Common beginner questions
What is the best way to start using ChatGPT?
Pick a real task, use the role-goal-context-constraints-format prompt formula, then ask for revisions. Start with low-risk work before sensitive or high-stakes tasks.
Can ChatGPT browse the internet?
ChatGPT can use search depending on your subscription, settings, and product availability. Use search for current or source-backed answers.
When should I use deep research?
Use deep research for multi-step questions that need multiple sources, citations, source control, and a structured report. Use regular chat for quick lookups or simple explanations.
Can ChatGPT analyze PDFs and spreadsheets?
Yes, file uploads and data analysis can support PDFs, documents, spreadsheets, CSVs, and other common file types, subject to plan, model, workspace settings, and upload limits.
Are custom GPTs available to everyone?
OpenAI says signed-in users can interact with GPTs they can access, but creating or editing GPTs requires a paid subscription and may depend on workspace permissions.
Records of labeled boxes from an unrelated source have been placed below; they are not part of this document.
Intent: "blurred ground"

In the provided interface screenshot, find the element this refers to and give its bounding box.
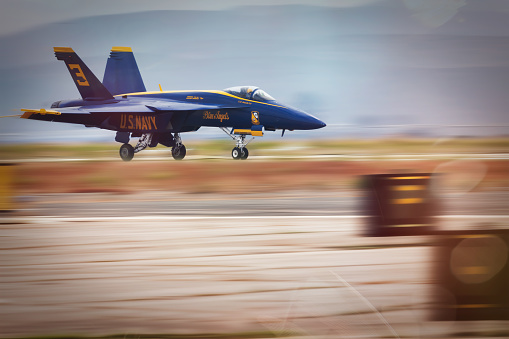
[0,139,509,338]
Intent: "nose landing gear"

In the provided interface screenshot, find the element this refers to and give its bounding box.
[171,133,186,160]
[221,127,250,160]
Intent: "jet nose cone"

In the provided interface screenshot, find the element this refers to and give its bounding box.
[307,114,327,129]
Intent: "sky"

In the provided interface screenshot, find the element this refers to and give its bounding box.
[0,0,509,142]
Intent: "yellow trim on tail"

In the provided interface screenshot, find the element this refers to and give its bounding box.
[111,46,133,52]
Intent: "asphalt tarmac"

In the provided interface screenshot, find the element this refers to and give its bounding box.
[0,191,509,338]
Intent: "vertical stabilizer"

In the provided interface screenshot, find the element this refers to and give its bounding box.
[53,47,113,100]
[103,47,146,95]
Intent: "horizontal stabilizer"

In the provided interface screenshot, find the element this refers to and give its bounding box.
[21,108,62,119]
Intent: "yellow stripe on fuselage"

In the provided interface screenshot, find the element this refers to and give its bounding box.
[118,91,286,108]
Does ChatGPT remember everything?
No. Memory must be available and enabled, can be managed, and does not apply to custom GPTs according to OpenAI’s GPTs help article. Temporary chats are designed not to use or update memory or appear in history.
Can I trust ChatGPT answers?
Use ChatGPT as an assistant, not an authority. Verify important facts, check primary sources, review calculations, and get qualified professional review for legal, medical, financial, safety, or compliance decisions.
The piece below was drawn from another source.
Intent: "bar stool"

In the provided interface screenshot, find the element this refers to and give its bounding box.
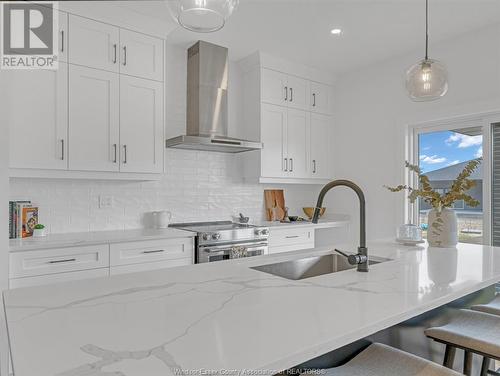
[316,343,460,376]
[425,310,500,376]
[471,295,500,316]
What if a feature is missing from my account?
Check plan, region, platform, app version, model, workspace controls, and rollout status. Then ask ChatGPT for the closest available workaround.
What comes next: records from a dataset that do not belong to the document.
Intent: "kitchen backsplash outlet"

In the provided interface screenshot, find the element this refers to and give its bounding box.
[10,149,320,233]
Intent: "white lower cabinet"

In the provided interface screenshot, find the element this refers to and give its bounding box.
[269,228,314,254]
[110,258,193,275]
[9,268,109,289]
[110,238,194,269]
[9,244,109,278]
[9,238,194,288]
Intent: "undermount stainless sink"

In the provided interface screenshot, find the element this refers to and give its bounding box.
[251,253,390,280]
SEO, featured image, YouTube companion, and internal links
SEO title, slug, and meta
SEO title: How to Use ChatGPT: Complete Beginner-to-Expert Course
Slug: how-to-use-chatgpt
Meta description: Learn how to use ChatGPT with this complete beginner-to-expert course covering prompts, files, images, voice, memory, projects, canvas, deep research, custom GPTs, agents, data analysis, automation, workflows, safety, and examples.
Featured image prompt
YouTube companion title and outline
Title: How to Use ChatGPT in 2026: Complete Beginner Tutorial
- What ChatGPT can do today.
- The prompt formula.
- Files, data, images, and voice demos.
- Projects, memory, canvas, and GPTs.
- Deep research, agents, and tasks.
- Safety and verification.
- Three real workflows.
- Practice project challenge.
Internal link suggestions
Only link to real Kingy AI URLs after confirming they exist. Verified suggestions as of June 3, 2026: AI Browser Agents for Beginners for agent safety, MCP and context engineering for reusable project instructions, AI Coding Foundations for Beginners for coding/GitHub basics, AI Video Production Course for Beginners for creator workflows, AI Founder Distribution Playbook for founder and marketing workflows, A Comprehensive Guide to ChatGPT for Businesses for business context, Kingy AI contact for services, and Kingy AI home for the main site.
Verified OpenAI sources used
Last verified: June 3, 2026. These links should remain attached to the page so readers can check current plan details, release notes, and rollout changes.